School on Wheels tutors work with children in grades K-12 for at least one hour a week. Tutoring also continues over the summer because it is “the best time for students to catch up and refresh,” Kang explained. Not only are tutors helping with homework, but they are also providing students with a reliable and consistent mentor.
The official goal of UCSB School on Wheels is to shrink the gaps in learning for homeless youth and provide them with the highest level of education possible.
“As a club, we want to do more for homeless outreach in general,” said Iman Adibi when discussing the current goals of the chapter. “When you are part of the club, we want to continue the tutoring, but also do fundraisers and donations.”
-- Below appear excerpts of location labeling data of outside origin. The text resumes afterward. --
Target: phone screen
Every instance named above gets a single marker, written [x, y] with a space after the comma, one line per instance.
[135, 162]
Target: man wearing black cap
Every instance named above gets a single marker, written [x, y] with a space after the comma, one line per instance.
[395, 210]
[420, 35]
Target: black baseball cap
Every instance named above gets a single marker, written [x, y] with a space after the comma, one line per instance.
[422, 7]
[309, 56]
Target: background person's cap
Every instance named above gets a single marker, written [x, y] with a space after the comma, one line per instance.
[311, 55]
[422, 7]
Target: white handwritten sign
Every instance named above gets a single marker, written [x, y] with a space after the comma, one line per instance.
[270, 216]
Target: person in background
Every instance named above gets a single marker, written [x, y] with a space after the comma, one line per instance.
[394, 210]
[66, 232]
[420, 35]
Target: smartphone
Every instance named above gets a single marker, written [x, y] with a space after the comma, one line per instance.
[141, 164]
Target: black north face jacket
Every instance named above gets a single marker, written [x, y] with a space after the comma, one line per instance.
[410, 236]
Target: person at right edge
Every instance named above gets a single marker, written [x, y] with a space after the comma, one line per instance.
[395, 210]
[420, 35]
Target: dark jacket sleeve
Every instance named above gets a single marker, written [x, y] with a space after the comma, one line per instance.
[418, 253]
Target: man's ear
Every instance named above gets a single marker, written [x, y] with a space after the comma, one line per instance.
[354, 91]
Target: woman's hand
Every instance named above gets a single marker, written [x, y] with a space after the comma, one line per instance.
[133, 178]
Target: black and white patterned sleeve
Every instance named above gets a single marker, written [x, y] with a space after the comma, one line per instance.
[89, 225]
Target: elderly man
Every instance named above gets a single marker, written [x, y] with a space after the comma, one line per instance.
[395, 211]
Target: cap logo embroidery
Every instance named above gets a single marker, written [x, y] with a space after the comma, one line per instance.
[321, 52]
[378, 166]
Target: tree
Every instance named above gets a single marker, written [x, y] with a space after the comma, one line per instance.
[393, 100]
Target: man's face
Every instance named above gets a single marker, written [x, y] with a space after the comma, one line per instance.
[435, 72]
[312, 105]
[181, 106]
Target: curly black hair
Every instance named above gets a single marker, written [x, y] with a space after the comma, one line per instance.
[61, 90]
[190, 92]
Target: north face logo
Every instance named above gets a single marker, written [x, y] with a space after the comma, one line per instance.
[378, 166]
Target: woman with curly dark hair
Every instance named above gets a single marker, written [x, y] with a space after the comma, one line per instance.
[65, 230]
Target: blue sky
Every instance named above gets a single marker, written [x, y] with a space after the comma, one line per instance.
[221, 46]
Earlier this year, vice president Nathan Kang met with other School on Wheels chapters, including those at UC Los Angeles and UC Riverside.
“We are the newest club of the four college chapters. Hopefully we can have collaborations with them, because as a new club, it’s hard to start off,” Kang said.
“The official goal of UCSB School on Wheels is to shrink the gaps in learning for homeless youth and provide them with the highest level of education possible.”
The club hopes to plan fundraisers and engagement activities with other college chapters in the future.
Within the School on Wheels chapter at UCSB, learning and teaching is reciprocated among tutors and students. “This club has shown us how people start from different places within the educational system and how beneficial someone being there for them can be, especially when they are experiencing something like homelessness,” said Dylan Choi.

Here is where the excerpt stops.